In the main reading room the gender balance was better. This room has retained its traditional character, reminiscent of the old round reading room in the British Library right down to the desk lamps and the wooden book stands on the researchers’ desks. This room is in fact 3/4 round, with a flattened space at one end and a soaring, pedimented ceiling. Cherubs overlook our endeavors, their white plaster standing out in sharp relief against the two-tone sea-glass paint of the panels. A highly satisfying place to work.NLI reading room

On the drive home in the gathering dark I was trying to remember the libraries in which I have conducted research. The local ones, Stanford, the Bancroft, the Gleason at USF, Mills of course, CSU East Bay when it was still called Hayward, The Book Club of California, the California Historical Society (not enough there, I’m afraid). UCLA Special Collections, Otis College of Art & Design, the Getty, the Newberry Library and the Art Institute in Chicago, New York Public Library, Harvard. The American Antiquarian Society, still my favorite place to work. The British Library (both old and new), the V&A, the Tate Library, the Bodleian at Oxford, where they sent me down to the basement newspaper stacks with a flashlight, a map of the exits and a wave of the hand that meant, good luck—a terrifying place in which you fully expect to come across the bones of a poor academic who got hopelessly lost in the catacombs and was utterly forgotten by the library staff.
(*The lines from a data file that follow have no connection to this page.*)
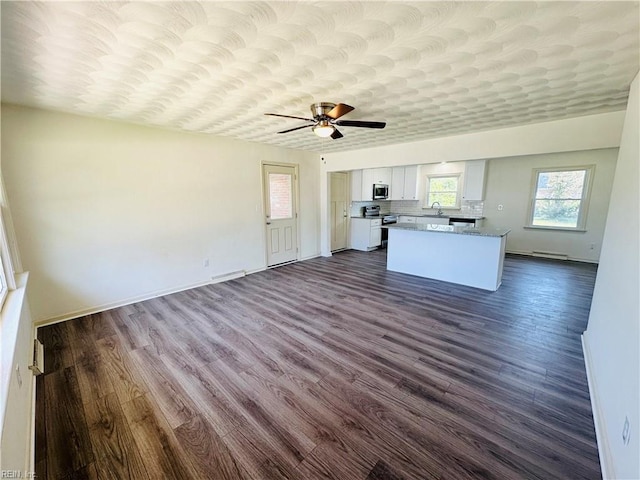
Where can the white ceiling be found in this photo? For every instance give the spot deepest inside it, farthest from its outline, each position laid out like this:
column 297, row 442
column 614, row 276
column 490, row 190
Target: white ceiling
column 429, row 69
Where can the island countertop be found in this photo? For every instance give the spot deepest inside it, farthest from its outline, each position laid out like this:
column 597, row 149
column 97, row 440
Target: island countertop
column 417, row 227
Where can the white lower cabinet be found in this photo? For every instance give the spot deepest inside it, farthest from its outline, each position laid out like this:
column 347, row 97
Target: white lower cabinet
column 366, row 233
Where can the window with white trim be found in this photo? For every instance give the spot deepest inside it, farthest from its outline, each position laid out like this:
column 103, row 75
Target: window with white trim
column 560, row 198
column 443, row 189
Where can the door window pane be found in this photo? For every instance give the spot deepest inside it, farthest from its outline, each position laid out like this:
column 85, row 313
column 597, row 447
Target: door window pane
column 280, row 196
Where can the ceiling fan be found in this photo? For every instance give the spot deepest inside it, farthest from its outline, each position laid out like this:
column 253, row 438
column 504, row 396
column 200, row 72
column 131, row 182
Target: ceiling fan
column 325, row 118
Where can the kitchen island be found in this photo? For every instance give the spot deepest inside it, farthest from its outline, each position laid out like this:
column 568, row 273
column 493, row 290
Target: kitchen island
column 463, row 255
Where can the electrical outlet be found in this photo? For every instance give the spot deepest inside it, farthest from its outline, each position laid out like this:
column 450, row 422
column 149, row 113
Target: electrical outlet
column 626, row 431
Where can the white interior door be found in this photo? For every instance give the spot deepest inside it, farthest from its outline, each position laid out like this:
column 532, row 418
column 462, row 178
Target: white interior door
column 339, row 194
column 280, row 184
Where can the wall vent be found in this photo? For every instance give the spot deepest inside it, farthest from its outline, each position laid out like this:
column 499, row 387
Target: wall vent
column 38, row 358
column 553, row 255
column 229, row 276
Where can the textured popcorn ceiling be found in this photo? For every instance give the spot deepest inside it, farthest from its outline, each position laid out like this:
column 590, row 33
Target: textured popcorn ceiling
column 429, row 69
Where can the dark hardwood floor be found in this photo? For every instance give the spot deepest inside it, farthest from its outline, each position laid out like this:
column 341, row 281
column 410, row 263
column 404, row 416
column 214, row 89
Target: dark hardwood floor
column 328, row 368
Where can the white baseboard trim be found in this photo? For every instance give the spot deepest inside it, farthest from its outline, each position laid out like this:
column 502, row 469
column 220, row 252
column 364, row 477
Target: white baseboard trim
column 604, row 452
column 142, row 298
column 309, row 257
column 533, row 254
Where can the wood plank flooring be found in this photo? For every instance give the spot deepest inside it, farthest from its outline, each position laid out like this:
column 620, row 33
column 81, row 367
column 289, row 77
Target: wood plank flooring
column 330, row 368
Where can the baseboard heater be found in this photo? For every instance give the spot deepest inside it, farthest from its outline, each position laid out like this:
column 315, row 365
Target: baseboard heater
column 555, row 256
column 38, row 358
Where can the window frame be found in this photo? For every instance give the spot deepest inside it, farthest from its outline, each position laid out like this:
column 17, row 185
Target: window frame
column 455, row 175
column 584, row 201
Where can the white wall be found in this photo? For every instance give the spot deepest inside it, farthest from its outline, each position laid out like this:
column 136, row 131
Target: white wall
column 106, row 212
column 16, row 398
column 509, row 184
column 574, row 134
column 612, row 339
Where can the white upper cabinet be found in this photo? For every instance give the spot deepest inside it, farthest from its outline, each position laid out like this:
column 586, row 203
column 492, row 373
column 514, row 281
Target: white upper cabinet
column 474, row 174
column 404, row 183
column 411, row 175
column 396, row 189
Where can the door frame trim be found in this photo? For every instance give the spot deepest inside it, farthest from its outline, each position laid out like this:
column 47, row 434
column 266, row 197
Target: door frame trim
column 348, row 208
column 296, row 196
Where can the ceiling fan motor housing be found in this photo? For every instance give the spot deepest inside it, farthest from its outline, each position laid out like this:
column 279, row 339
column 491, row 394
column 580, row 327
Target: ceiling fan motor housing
column 321, row 109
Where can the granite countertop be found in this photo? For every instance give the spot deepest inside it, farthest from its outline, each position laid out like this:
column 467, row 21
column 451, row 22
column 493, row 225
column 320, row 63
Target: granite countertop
column 431, row 215
column 483, row 232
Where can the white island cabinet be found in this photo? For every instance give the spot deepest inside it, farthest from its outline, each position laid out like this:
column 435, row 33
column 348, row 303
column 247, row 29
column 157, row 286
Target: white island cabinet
column 463, row 255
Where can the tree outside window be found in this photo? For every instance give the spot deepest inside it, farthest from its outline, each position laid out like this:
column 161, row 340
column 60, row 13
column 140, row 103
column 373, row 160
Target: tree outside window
column 560, row 198
column 443, row 189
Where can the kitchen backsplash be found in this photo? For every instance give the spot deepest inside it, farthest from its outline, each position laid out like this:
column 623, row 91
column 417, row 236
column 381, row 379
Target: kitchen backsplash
column 471, row 208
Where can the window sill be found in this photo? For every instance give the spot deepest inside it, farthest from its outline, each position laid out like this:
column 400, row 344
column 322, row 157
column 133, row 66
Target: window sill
column 554, row 229
column 443, row 208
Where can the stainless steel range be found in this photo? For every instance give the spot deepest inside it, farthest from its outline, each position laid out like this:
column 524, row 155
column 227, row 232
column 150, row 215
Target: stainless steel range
column 387, row 220
column 373, row 211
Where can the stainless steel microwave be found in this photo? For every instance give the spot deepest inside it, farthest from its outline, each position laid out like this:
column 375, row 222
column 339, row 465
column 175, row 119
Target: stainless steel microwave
column 380, row 191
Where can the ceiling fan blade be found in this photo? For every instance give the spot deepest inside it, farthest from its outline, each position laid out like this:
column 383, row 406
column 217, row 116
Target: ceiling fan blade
column 289, row 116
column 297, row 128
column 339, row 110
column 360, row 123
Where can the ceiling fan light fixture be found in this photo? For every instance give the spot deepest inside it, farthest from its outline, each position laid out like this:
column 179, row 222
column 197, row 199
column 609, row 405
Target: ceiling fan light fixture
column 324, row 130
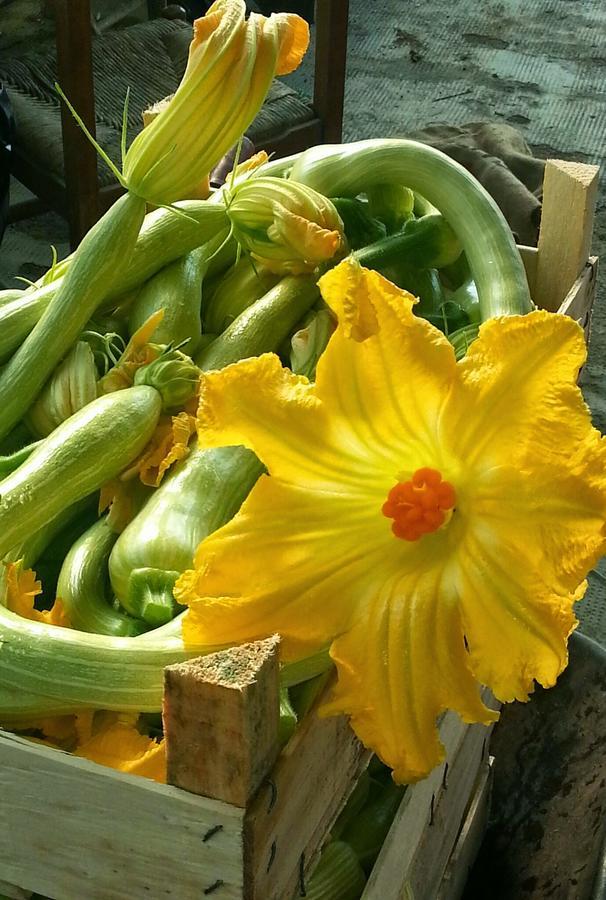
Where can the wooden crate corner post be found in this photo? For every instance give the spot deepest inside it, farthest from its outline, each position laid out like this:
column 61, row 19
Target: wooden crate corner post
column 569, row 198
column 221, row 717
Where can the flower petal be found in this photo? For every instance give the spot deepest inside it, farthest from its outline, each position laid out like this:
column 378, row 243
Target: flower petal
column 516, row 627
column 519, row 379
column 261, row 405
column 22, row 588
column 283, row 564
column 120, row 746
column 402, row 663
column 388, row 385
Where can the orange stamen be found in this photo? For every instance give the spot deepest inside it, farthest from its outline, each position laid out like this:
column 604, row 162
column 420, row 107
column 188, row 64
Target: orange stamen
column 419, row 506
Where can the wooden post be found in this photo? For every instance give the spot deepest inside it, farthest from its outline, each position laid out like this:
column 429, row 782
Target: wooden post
column 569, row 196
column 221, row 715
column 330, row 65
column 75, row 77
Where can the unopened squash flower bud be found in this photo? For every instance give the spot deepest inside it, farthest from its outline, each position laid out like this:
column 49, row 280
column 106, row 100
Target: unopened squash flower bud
column 174, row 376
column 232, row 61
column 309, row 343
column 287, row 226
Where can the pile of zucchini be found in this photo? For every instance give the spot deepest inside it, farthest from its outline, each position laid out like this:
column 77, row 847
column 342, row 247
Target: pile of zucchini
column 110, row 342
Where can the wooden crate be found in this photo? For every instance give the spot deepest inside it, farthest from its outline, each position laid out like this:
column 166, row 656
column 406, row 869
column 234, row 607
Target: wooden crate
column 241, row 820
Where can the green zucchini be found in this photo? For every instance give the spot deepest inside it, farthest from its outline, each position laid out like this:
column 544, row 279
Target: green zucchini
column 165, row 236
column 338, row 875
column 426, row 243
column 19, row 315
column 361, row 228
column 288, row 718
column 367, row 832
column 12, row 461
column 97, row 265
column 237, row 290
column 203, row 492
column 206, row 489
column 84, row 452
column 177, row 289
column 495, row 263
column 83, row 586
column 72, row 386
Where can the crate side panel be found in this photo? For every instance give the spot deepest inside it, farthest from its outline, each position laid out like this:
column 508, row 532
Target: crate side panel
column 297, row 806
column 450, row 807
column 468, row 843
column 73, row 829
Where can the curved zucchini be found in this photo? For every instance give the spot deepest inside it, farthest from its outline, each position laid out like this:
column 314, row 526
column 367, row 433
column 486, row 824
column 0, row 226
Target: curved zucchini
column 425, row 243
column 19, row 315
column 84, row 589
column 97, row 265
column 237, row 290
column 207, row 488
column 81, row 454
column 203, row 492
column 72, row 386
column 12, row 461
column 349, row 169
column 177, row 289
column 165, row 236
column 255, row 329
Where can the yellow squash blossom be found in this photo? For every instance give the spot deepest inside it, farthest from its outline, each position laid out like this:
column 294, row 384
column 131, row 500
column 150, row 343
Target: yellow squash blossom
column 430, row 520
column 118, row 744
column 232, row 61
column 22, row 588
column 286, row 226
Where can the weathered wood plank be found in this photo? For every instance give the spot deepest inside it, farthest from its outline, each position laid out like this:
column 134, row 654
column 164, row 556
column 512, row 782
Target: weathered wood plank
column 450, row 805
column 221, row 716
column 10, row 892
column 74, row 829
column 569, row 197
column 469, row 840
column 295, row 809
column 579, row 301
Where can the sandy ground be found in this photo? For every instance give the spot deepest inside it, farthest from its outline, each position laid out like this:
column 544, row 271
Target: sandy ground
column 539, row 65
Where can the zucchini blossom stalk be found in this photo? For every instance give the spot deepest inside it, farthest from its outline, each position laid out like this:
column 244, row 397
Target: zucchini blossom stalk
column 288, row 227
column 232, row 61
column 433, row 521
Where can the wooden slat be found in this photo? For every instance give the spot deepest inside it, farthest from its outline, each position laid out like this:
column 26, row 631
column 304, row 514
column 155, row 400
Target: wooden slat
column 10, row 892
column 529, row 258
column 77, row 830
column 295, row 809
column 425, row 828
column 569, row 196
column 221, row 716
column 75, row 76
column 469, row 840
column 330, row 65
column 579, row 301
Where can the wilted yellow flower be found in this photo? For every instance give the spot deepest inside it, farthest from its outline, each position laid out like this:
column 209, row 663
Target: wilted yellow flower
column 232, row 62
column 287, row 226
column 430, row 520
column 22, row 588
column 119, row 745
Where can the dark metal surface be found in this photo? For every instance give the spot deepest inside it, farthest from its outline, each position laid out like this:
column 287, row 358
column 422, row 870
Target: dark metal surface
column 547, row 826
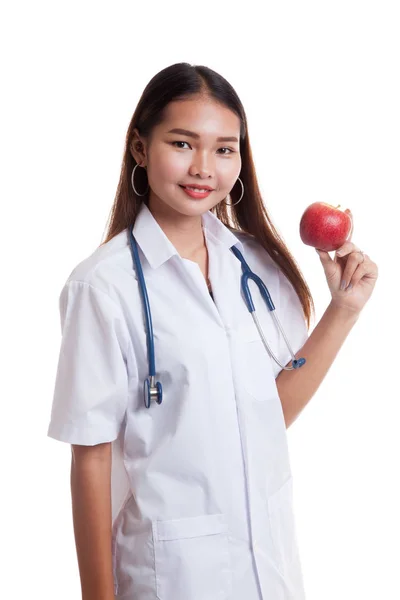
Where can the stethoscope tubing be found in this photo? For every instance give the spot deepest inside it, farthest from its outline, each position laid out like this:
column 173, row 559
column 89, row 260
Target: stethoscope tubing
column 153, row 389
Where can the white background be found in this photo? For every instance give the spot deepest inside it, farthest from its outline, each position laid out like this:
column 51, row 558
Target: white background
column 320, row 85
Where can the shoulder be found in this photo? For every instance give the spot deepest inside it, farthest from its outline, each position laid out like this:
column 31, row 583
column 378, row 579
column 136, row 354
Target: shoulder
column 105, row 266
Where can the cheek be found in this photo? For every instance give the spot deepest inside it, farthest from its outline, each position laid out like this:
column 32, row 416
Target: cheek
column 168, row 167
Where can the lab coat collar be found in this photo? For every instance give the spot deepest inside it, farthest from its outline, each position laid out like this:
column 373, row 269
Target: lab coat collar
column 156, row 246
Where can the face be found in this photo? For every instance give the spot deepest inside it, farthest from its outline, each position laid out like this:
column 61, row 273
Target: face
column 178, row 159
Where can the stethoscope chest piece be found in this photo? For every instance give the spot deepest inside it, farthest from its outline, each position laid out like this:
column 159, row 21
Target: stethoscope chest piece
column 151, row 391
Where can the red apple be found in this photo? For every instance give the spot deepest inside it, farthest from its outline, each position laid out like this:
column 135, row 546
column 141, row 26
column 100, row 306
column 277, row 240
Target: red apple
column 324, row 226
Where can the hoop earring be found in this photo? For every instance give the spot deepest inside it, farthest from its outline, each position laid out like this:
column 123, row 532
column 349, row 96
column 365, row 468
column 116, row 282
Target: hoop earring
column 133, row 182
column 230, row 203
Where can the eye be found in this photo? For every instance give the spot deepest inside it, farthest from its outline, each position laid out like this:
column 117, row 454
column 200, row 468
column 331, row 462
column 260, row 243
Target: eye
column 178, row 143
column 223, row 154
column 230, row 150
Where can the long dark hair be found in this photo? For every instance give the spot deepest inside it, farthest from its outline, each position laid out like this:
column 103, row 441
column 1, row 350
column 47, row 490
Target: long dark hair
column 182, row 81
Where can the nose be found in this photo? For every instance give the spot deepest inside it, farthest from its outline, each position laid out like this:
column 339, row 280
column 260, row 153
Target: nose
column 202, row 165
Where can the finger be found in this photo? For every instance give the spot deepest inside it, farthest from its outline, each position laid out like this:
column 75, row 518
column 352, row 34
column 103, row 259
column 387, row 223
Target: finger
column 358, row 274
column 348, row 211
column 353, row 261
column 346, row 249
column 324, row 256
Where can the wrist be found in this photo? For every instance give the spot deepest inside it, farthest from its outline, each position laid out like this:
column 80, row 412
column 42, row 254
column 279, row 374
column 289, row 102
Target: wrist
column 343, row 312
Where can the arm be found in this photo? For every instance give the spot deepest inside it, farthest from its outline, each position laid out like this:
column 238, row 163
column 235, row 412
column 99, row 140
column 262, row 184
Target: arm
column 91, row 508
column 297, row 387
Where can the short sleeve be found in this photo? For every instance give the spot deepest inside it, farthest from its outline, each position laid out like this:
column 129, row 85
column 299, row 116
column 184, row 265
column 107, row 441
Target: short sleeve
column 291, row 316
column 91, row 386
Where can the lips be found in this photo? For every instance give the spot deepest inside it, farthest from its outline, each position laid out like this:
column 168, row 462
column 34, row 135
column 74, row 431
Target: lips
column 197, row 188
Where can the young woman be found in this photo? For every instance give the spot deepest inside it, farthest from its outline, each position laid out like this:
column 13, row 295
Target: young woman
column 181, row 482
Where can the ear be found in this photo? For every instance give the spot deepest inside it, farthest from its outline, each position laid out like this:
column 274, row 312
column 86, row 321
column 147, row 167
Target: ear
column 137, row 148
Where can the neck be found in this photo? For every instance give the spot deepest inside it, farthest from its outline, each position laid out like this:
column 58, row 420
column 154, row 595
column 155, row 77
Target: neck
column 184, row 232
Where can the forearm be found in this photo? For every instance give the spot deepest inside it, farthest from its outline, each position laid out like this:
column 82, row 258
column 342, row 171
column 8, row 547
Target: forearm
column 91, row 507
column 297, row 387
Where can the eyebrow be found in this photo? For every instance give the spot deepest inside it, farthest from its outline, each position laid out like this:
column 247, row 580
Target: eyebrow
column 196, row 135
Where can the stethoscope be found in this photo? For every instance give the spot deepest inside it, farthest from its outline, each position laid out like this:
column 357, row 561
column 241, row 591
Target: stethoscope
column 153, row 389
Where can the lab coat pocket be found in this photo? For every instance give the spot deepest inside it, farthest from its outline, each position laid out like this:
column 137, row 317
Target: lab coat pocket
column 192, row 559
column 281, row 517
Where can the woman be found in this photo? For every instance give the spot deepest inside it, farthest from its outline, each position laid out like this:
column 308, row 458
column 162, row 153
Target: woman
column 189, row 496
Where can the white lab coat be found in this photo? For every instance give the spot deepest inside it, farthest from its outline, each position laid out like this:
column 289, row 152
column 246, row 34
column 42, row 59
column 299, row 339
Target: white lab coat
column 201, row 484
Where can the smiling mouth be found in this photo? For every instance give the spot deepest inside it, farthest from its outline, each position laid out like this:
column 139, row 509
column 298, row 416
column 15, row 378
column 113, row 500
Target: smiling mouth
column 196, row 189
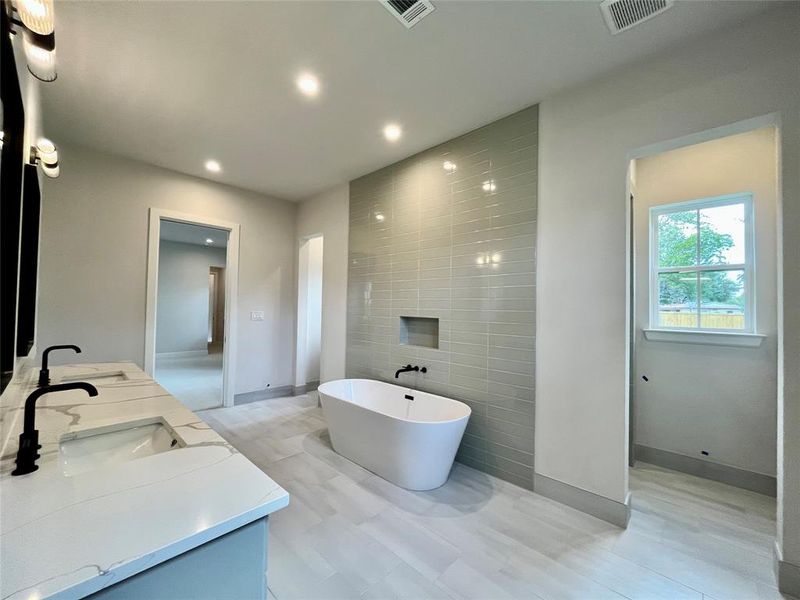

A couple of small libraries in Italy whose names I have forgotten, another in The Hague. Probably others, although all I can think of now are the places I haven’t worked (Trinity College, Cambridge, anyplace in Paris or Germany).

I suppose I love these places for their familiar environments, even though they are spread out geographically and very different on the surface. It’s a space in which I know how to operate, so there is a comfort to them once I learn to navigate their individual eccentricities, but there is also the excitement of finding the very bit of research that confirms or shifts an idea I was pursuing. There is the material evidence—the thickness of the paper, the quality of the printing, the typeface, the images, the hand-corrected text, the marginalia, the name inscribed on the flyleaf, the bits that are missing. And there is the permission to get absolutely lost in the minutiae of it all, the records and the stories and the reportage and the authority of all those manuscripts, all those letters, all those printed books and drawings and miraculously saved bits of paper that, when gathered, fill out a story that is otherwise lost to us forever but is still and always open to interpretation.